In a bid to understand the electricity and the technology behind electricity production, distribution and marketing, I am planning to write a series of articles which is my research in this area. I also plan to dive deep into the financial aspects of the energy market.
Every article will concentrate on a specific topic, and I am not planning to maintain continuity between different topics. The starting point of this journey for me is to understand the term ‘Microgrid’. I am fascinated by the potential of Microgrids for the future of energy management and sustainability, and hence it feels like the right topic to start my exploration.
Life-cycle of electricity in the modern world?
Unless you have been living in a cave; away from the modern world and not reading this article, you have conscious or unconscious gratitude towards how energy in general and electricity, in particular, has simplified our lives.
The life-cycle of electricity in the modern world can be articulated by studying the working of an electrical grid. The electrical grid connects all of the components from generation, transmission, distribution and consumption of electricity and is a technological marvel in its own rights.
Spend four minutes and watch the video below to understand how energy generated in a remote location reaches your home and improves your lifestyle on a daily basis.
Electricity started being commercially used in and around the year 1870, and the first electricity grid came into existence in the year 1882. Since 1882 there have been many iterations where technology has been introduced to optimise the production and distribution of electricity, but there hasn’t been a substantial revolution in the introduction of technology by energy operators.
Have you heard of the concept of ‘The Arrow of Time’?

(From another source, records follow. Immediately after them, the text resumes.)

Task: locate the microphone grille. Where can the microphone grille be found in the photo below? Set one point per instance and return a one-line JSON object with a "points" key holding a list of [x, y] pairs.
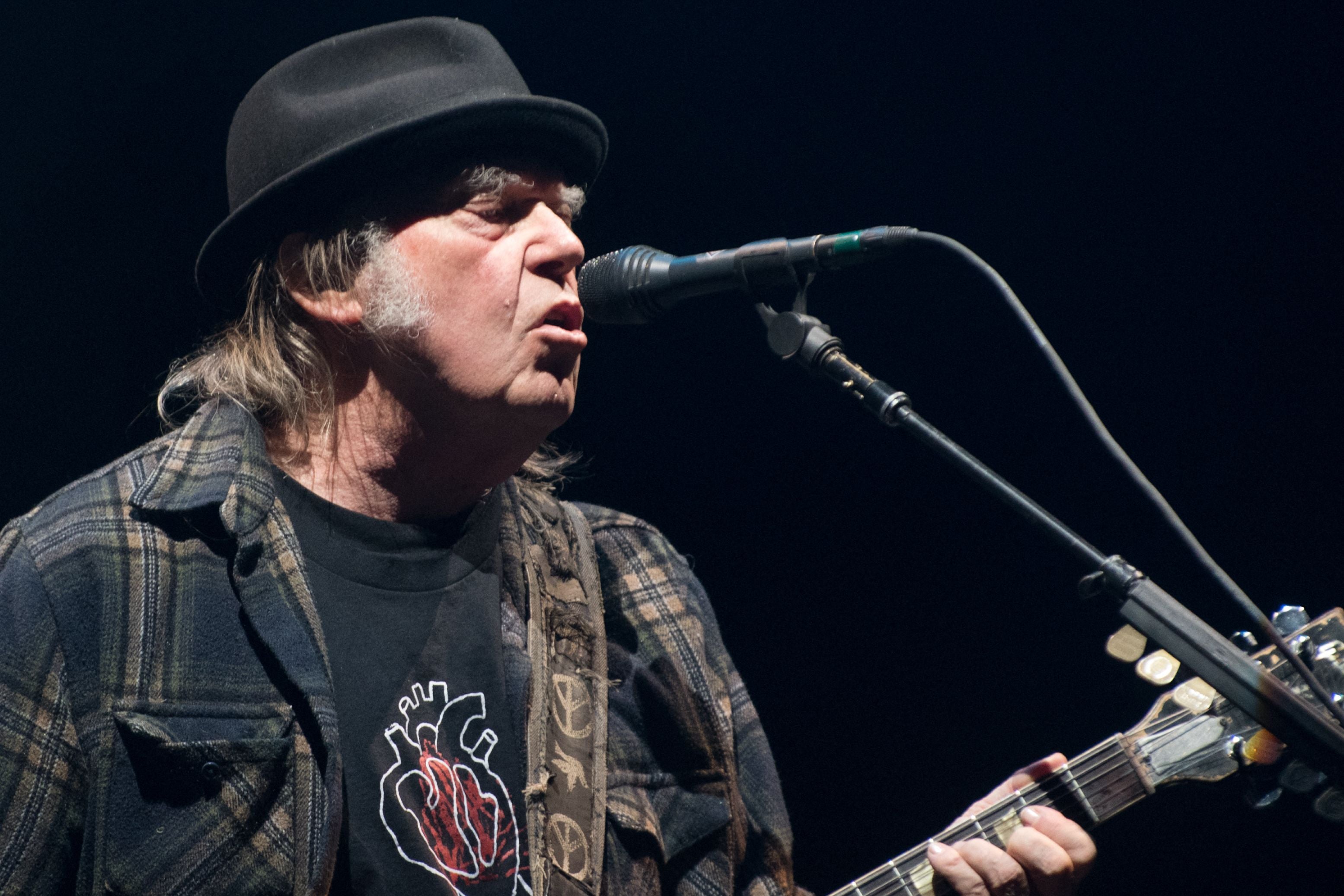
{"points": [[605, 285]]}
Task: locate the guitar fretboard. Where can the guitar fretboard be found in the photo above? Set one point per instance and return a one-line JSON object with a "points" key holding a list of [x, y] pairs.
{"points": [[1090, 789]]}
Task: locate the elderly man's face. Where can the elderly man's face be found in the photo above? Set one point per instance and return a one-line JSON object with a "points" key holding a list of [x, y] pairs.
{"points": [[502, 331]]}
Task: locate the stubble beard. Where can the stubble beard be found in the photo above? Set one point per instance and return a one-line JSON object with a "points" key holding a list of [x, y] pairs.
{"points": [[394, 304]]}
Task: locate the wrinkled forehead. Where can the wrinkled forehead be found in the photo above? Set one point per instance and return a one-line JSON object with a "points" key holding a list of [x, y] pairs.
{"points": [[437, 186]]}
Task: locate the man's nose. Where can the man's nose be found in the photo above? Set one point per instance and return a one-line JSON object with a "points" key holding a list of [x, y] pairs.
{"points": [[557, 250]]}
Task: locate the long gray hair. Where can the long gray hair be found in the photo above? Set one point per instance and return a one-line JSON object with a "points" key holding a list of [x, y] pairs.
{"points": [[269, 359]]}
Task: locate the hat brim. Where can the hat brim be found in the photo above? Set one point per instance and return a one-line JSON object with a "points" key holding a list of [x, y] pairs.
{"points": [[554, 131]]}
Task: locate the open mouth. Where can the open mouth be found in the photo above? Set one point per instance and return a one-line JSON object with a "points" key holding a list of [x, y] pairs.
{"points": [[566, 316]]}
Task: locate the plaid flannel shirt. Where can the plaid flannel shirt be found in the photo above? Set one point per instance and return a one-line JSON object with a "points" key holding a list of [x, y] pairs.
{"points": [[167, 722]]}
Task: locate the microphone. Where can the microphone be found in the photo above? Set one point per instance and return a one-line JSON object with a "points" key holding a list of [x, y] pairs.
{"points": [[638, 284]]}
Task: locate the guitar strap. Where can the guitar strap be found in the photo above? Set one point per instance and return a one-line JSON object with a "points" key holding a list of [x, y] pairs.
{"points": [[566, 717]]}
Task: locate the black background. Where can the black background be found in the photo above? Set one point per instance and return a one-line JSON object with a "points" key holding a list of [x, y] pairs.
{"points": [[1159, 182]]}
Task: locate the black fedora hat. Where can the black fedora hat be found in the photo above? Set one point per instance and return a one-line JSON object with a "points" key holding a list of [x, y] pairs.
{"points": [[335, 117]]}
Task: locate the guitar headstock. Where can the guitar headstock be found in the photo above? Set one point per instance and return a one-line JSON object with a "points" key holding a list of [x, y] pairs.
{"points": [[1194, 734]]}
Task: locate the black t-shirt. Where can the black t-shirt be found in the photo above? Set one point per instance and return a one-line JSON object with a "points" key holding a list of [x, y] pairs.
{"points": [[433, 766]]}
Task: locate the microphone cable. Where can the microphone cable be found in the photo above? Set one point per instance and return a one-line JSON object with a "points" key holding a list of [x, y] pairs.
{"points": [[1127, 464]]}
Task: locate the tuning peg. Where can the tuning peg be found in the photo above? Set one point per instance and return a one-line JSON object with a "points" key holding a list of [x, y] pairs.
{"points": [[1195, 695], [1262, 794], [1261, 749], [1158, 668], [1304, 648], [1127, 644], [1290, 619], [1330, 805]]}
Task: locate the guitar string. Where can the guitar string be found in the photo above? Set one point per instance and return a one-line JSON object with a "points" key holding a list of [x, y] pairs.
{"points": [[1084, 775], [1086, 770], [1031, 796]]}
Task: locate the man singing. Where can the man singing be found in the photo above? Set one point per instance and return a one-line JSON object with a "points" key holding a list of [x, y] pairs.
{"points": [[334, 633]]}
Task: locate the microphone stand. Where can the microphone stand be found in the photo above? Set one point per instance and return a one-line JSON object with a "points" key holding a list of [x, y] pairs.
{"points": [[796, 335]]}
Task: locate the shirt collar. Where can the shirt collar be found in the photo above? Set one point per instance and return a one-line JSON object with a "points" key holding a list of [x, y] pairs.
{"points": [[217, 460]]}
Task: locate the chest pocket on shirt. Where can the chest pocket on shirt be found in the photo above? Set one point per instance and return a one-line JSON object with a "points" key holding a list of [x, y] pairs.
{"points": [[201, 802]]}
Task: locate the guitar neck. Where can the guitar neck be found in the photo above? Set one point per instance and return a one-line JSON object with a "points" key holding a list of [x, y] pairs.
{"points": [[1093, 788]]}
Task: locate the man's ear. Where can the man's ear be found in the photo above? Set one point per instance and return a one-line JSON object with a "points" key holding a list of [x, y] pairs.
{"points": [[331, 306]]}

It’s a concept that talks about how time is unidirectional and follows a singular path. Everything from the past flows to the present and from there to the future. It appears energy transmission and distribution is also somehow intertwined with the arrow of time and forms an ‘Arrow of Energy’ of sorts. Energy generated at the source moves to substations and to the place of consumption and is unidirectional. I will try to illustrate the path of energy flow using the below representation:
Arrow of energy poses a unique threat in solving the following
- Scaling energy throughput to consumer areas where energy demand surges without warning
- Storage of electricity at a point near the consumption rather than production to offset unanticipated energy demand within the network
- The ability for consumers to contribute towards the scaling of the grid and contribute towards energy production rather than only consumption
- Open new dimensions in energy trading by allowing consumers to trade energy between themselves
- Reduce dependency on the electricity grid that would allow for energy companies to concentrate on mid to large size consumers
- Bridge the gap between energy sustainability and rising demand
- Lower carbon footprint and pave the way for an eco-friendly energy distribution network for the future
The list goes on and proves that a need to tackle the arrow of energy phenomenon is imperative to have a sustainable energy production strategy for the future. Microgrid networks are the best contenders in solving the arrow of energy problem faced by today’s grids.
What is a Microgrid?
Wiki Definition – A microgrid is a localised group of electricity sources that operate typically connected to and synchronous with the macrogrid but can also disconnect to an “island mode” and function autonomously as physical and economic conditions dictate.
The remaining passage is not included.